Nanotecnologie e beni culturali: Workshop a Cividale

Nell’aula magna scuola media statale «Elvira e Amalia Piccoli», appuntamento promosso dal Consorzio Innova Fvg nell’ambito del progetto Nanocoat.
Apparentemente due discipline lontane, in realtà due materie che possono parlarsi
Apparentemente due discipline lontane, in realtà due materie che possono parlarsi

CIVIDALE - Le nanotecnologie alleate dei beni culturali. Un esempio concreto viene da Milano dove, nel corso dei lavori di recupero della facciata della chiesa 'Santa Maria Annunciata', progettata da Giò Ponti, sul gruppo scultoreo in metallo dell’’Annunciazione, dopo il restauro è stato applicato un innovativo film di silice non ancora sul mercato.

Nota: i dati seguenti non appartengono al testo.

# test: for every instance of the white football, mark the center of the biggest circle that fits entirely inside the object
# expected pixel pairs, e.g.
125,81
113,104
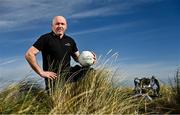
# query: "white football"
86,58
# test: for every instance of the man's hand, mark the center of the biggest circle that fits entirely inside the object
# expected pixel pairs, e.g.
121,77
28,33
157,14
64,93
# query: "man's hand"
48,74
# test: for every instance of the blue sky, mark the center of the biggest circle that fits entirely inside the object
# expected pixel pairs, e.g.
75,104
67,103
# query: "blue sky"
144,34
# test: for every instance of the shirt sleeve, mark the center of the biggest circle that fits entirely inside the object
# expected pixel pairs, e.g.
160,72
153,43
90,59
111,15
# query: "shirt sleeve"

Il rivestimento nanostrutturato, nella forma di un sol-gel, è frutto di un progetto che ha visto la collaborazione tra A.P.E. Research, Elettra Sincrotrone Trieste - realtà dell’AREA Science Park -  e Siltea.

Il pomeriggio di studi
Proprio il lavoro realizzato a Milano è uno dei temi al centro del workshop del progetto Nanocoat 'Nuove tecnologie per il recupero e la conservazione dei beni culturali', organizzato dal  Consorzio Innova Fvg  nell’Aula magna della Scuola Media Statale «Elvira e Amalia Piccoli» a Cividale del Friuli. Nel corso dei lavori verranno presentati i risultati dello studio relativo all’impiego delle nanotecnologie per il recupero e la conservazione dei beni culturali, realizzato dall’INSTM – Consorzio Interuniversitario Nazionale per la Scienza e Tecnologia dei Materiali – attraverso la propria unità di ricerca dell’Università La Sapienza di Roma. Lo studio sarà illustrato dalla professoressa Maria Laura Santarelli, Direttore del Centro di Ricerca in Scienza e Tecnica per la Conservazione del Patrimonio Storico-Architettonico (CISTeC).  A.P.E. Research, azienda attiva nello sviluppo e nella produzione di strumentazione scientifica per l’analisi delle superfici  approfondirà il tema delle applicazioni della microscopia a scansione di sonda (SPM, Scanning Probe Microscopy) nel settore dei beni culturali. IPAC – Istituto Regionale per il Patrimonio Culturale del Friuli Venezia Giulia – e l’Università di Trieste presenteranno le attività ed i progetti realizzati nell’ambito della Scuola regionale per la conservazione e il restauro a Villa Manin di Passariano in collaborazione con gli atenei regionali. L’Università di Udine, infine, illustrerà le possibilità offerte dalla banca dati SICAR per la gestione della documentazione relativa ad analisi scientifiche e ad attività di restauro e dell’integrazione di questo database con il sistema di catalogazione regionale SIRPAC.